Frederick Douglass and Stanton Dwellings, two public housing developments east of the Anacostia River with a combined 650 units, were built as temporary housing for World War II workers. But Frederick Douglass was deemed uninhabitable in 1998 and left vacant. Stanton Dwellings, with its history of neglect, offered substandard housing in one of the city’s poorest neighborhoods.

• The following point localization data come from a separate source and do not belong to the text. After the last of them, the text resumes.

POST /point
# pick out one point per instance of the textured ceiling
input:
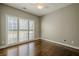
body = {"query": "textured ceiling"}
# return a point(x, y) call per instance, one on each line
point(31, 7)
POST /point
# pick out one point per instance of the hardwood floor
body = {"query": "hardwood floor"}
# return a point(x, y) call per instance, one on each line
point(39, 48)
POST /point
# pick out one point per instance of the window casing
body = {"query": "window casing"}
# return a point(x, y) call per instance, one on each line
point(19, 29)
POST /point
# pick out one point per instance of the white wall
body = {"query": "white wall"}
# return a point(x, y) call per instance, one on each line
point(63, 24)
point(12, 11)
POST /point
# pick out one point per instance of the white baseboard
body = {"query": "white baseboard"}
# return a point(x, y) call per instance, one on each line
point(62, 44)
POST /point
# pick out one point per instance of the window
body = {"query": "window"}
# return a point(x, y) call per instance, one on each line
point(12, 29)
point(23, 29)
point(19, 29)
point(31, 29)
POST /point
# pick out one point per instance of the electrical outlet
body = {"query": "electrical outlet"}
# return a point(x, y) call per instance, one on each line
point(72, 42)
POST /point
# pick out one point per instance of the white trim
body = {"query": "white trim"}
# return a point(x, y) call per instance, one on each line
point(62, 44)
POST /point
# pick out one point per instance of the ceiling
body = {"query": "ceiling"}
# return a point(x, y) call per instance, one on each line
point(30, 7)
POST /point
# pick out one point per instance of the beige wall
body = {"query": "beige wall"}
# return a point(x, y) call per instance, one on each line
point(12, 11)
point(63, 24)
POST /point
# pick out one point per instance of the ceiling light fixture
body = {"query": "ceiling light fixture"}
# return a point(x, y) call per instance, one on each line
point(40, 6)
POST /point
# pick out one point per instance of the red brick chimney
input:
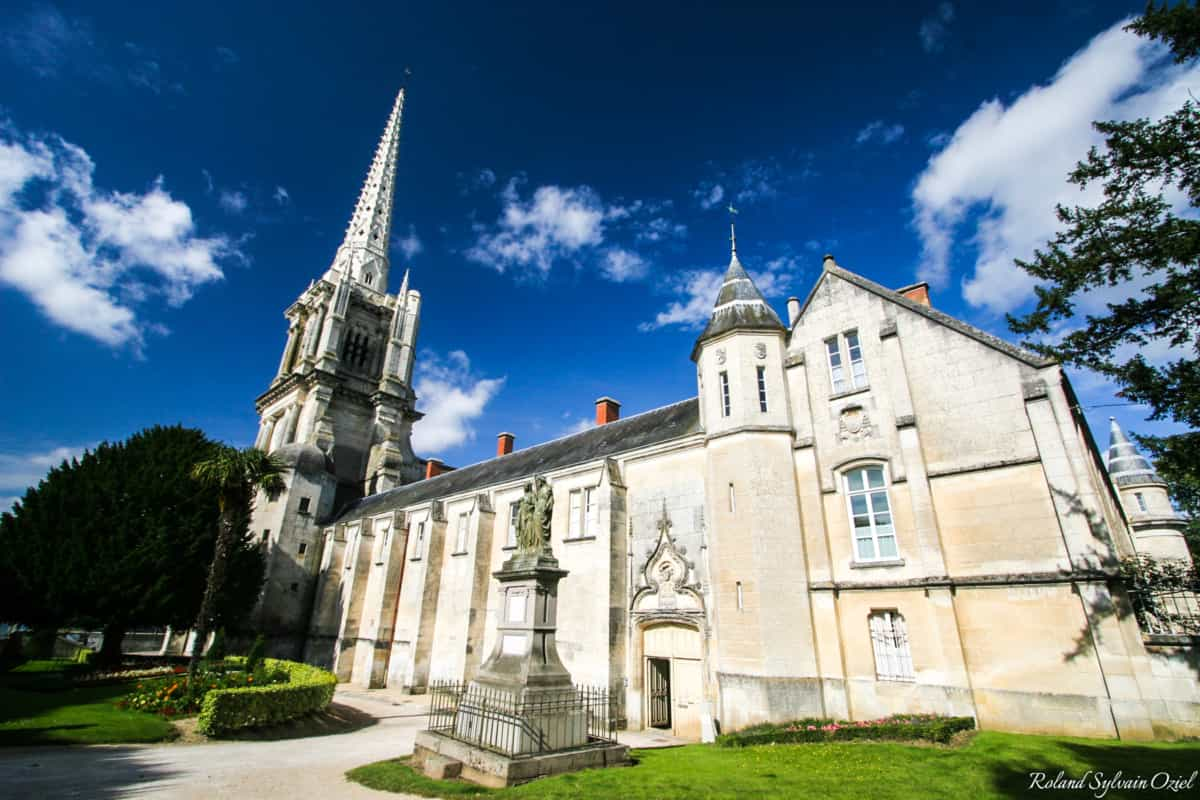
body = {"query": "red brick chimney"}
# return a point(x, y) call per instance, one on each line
point(607, 410)
point(917, 293)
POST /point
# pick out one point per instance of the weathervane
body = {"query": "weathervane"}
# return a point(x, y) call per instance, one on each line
point(733, 234)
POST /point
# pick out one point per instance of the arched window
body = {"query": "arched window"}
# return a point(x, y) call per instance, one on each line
point(870, 515)
point(889, 639)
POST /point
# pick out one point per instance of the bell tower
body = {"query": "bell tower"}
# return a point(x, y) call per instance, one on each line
point(340, 410)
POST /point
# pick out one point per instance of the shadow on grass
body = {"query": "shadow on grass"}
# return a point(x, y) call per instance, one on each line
point(95, 773)
point(1074, 769)
point(335, 720)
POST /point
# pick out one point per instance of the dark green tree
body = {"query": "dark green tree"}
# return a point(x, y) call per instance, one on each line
point(121, 536)
point(1137, 238)
point(235, 476)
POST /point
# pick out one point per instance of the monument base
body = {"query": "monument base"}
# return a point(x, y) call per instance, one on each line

In 1999, D.C. Housing Authority received a $29.9 million HOPE VI grant from the U.S. Department of Housing and Urban Development (HUD) for the revitalization of these two antiquated facilities and named the new development Henson Ridge to honor Tobias Henson, a former slave who had originally purchased and developed this 24-plus acre tract of land.
Partners in Hope
The $29.9 million HOPE VI grant was soon leveraged to provide a total of $110 million in development funding. A partnership was developed to move the project forward and included the Frederick Douglass and Stanton Community Redevelopment, LLC, a joint venture of Mid City Urban and the Integral Group; the District of Columbia Government’s Department of Housing and Community Development and Department of Public Works; the D.C. Housing Finance Agency; and HUD.
By April 2008, the first two phases of construction were well underway, with the former Frederick Douglass site and all of the rental units complete and fully occupied. Construction of the Phase II homeownership units is now underway.
Today, returning residents of the old public housing properties occupy 76 percent of the 280 rental units. In addition, a total of 320 units have been set aside for affordable home ownership opportunities and 16 returning residents have already purchased homes. A workforce-housing component of the project has successfully attracted a number of police officers and health care workers and their families to the new community.
The redevelopment plan ultimately calls for a 600-unit townhouse community (280 rental units and 320 units for purchase) with an all-new infrastructure, new parks and open spaces, and a proposed Campus Community Center which includes a new public library, new school, and a community center with comprehensive programs to serve youth and elderly. The Henson Ridge Project has over fifty (50) housing units built to serve both seniors and persons with disabilities. These units are built to Uniform Federal Accessibilities Standards (UFAS).
The Community and Supportive Services Program has already provided education, job training, entrepreneurship and mentoring programs, a state of the art computer learning center and self-sufficiency programs to resulting in more than 270 employment opportunities.
The redevelopment of Henson Ridge has also attracted considerable private investment in the surrounding neighborhood, including the recent completion of the neighborhood’s first full-service grocery store and a credit union.